As of last week, Greenpeace has officially partnered with the Women’s March on Washington. On January 21, 2017 — the day after Donald Trump is sworn in as president — tens of thousands of people will come together in Washington, DC and in Sister Marches across the country to send a message to our new government: women’s rights are human rights.
I will be joining them. As an organizer at Greenpeace, I have spent almost every day since the election fighting against the hateful rhetoric and dangerous policies that Trump and his administration have put forward. And as a woman and activist, I have been fighting for progress on these fronts for years.
I remember one of the first times I truly felt like an activist was after traveling to Washington in college and — surrounded by other women speaking out — demanding that our representatives pass the International Violence Against Women Act. We’ve seen some progress since then, but now our incoming government is threatening to push us backwards and strip us of the rights we have worked so hard to earn.
In the face of these attacks, I am marching to show solidarity and stand up for all women.
Greenpeace and our supporters fight every day for a green and peaceful future. This weekend, I will march because I believe that we cannot have that future without equality and justice for everyone. Now more than ever, it’s essential that we protect our communities and show up for every person and group that is under threat.
I’m also joining because I know that climate change has outsized impacts on women, but their voices are too often left out of the movement for climate justice.
Here are just a few of the ways climate change disproportionately affects women:
- Natural disasters — which are expected to become more severe as the world heats up — are statistically more likely to kill women than men, especially in areas where women’s socioeconomic status is lowest.
- Climate change is one of the leading causes of declining water supplies, forcing women and young girls often to spend more time and go further distances to find water. This leads to greater personal safety risks and less time in school or earning an income.
- Women are also largely responsible for tasks that may become more difficult as temperatures rise. In addition to collecting water, women farmers currently account for 45 to 80 percent of all food production in the developing world. As climate change continues, traditional food sources could become unpredictable and scarce, causing women to lose their sole sources of food and income.
- In times of food shortages caused by climate change, women’s health is more likely to suffer. Higher food prices often affect women the most and women are more likely to reduce what they eat in order to feed their families.
- Environmental degradation also leads to climate migration. Both internal and cross-border migration forces communities to fragment and creates competition for resources, leaving women more vulnerable to violence.
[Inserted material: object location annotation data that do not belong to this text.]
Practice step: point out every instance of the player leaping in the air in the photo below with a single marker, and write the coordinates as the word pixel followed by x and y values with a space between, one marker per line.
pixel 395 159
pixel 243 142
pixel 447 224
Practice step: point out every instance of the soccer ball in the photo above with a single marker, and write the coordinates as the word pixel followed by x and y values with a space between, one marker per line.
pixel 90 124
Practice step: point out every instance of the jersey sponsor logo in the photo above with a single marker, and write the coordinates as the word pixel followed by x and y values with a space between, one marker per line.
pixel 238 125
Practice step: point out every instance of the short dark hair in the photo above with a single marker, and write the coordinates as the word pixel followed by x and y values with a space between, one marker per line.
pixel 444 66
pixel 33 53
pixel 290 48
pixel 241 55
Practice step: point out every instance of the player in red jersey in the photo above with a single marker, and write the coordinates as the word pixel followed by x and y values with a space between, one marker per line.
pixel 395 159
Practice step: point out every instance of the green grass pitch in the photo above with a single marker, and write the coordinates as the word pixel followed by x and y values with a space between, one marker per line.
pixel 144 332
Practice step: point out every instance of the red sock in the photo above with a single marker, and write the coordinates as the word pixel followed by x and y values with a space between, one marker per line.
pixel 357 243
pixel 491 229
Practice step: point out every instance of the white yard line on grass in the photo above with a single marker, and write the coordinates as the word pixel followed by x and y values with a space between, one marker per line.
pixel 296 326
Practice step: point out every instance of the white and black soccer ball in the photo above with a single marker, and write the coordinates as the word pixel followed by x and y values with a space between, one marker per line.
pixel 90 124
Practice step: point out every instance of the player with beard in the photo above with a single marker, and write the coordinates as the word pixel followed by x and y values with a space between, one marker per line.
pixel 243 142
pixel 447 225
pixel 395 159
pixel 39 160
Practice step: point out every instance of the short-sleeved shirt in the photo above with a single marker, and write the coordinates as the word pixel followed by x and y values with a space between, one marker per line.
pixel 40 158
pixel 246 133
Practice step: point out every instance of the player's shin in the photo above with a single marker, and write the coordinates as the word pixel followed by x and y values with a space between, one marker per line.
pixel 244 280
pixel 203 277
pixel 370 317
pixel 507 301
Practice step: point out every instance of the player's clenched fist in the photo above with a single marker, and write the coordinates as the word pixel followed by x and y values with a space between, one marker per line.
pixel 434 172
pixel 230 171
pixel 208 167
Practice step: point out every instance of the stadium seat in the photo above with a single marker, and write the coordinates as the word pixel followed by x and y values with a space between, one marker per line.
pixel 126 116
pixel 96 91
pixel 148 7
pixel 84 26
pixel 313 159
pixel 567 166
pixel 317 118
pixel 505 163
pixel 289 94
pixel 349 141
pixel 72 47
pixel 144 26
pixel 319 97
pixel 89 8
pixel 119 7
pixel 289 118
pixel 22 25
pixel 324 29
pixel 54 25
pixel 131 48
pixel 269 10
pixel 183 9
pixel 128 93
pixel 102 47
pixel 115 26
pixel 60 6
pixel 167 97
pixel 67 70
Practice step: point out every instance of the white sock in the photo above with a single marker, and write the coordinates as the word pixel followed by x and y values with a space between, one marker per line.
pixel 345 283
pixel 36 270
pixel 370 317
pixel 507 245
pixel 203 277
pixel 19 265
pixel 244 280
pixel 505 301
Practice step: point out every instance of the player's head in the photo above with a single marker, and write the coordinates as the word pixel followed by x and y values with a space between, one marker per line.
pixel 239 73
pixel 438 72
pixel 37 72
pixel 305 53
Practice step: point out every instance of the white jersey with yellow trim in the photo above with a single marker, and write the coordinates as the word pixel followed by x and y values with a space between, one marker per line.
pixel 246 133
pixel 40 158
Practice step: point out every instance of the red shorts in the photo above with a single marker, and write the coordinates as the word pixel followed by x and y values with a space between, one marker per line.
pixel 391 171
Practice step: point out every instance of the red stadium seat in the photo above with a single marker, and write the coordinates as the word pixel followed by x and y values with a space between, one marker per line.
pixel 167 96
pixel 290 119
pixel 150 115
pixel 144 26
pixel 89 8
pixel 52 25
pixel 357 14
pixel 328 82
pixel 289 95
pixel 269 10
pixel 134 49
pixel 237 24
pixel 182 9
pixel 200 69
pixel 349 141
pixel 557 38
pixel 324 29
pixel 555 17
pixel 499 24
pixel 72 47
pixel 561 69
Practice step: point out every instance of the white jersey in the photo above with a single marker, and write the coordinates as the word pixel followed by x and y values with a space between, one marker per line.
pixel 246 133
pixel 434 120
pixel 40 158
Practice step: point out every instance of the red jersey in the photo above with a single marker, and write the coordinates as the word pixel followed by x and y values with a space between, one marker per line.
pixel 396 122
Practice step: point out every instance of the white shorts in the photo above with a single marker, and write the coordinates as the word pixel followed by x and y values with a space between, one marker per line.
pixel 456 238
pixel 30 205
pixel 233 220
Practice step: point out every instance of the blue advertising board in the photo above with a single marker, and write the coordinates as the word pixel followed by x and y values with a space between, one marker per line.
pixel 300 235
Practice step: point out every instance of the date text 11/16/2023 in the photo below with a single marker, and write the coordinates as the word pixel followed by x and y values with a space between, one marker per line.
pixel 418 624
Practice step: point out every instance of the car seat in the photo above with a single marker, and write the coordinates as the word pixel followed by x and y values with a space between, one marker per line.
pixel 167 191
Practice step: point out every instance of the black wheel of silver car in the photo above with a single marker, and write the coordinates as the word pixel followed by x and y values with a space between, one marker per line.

The struggle for environmental justice is linked to the struggle for gender justice — and women are critical to the solutions that advance both. As Greenpeace USA Executive Director Annie Leonard wrote last year, “What gives me an enormous amount of hope … is that while women may be disproportionately suffering from the pollution of our planet, we’re also at the forefront of stopping it.”
Every day, women are standing up in their communities and fighting to protect them from climate change. Greenpeace is marching not only to highlight how climate change impacts women, but to fight for women everywhere.
I am marching with my community in DC because I believe that fight begins at home.
Join us next weekend at the Women’s March in your city. Greenpeace volunteers across the country are connecting and forming groups to join their local Sister Marches and fight for women and the environment. Together, we can build an intersectional movement to fight the spread of hatred over the next four years and beyond.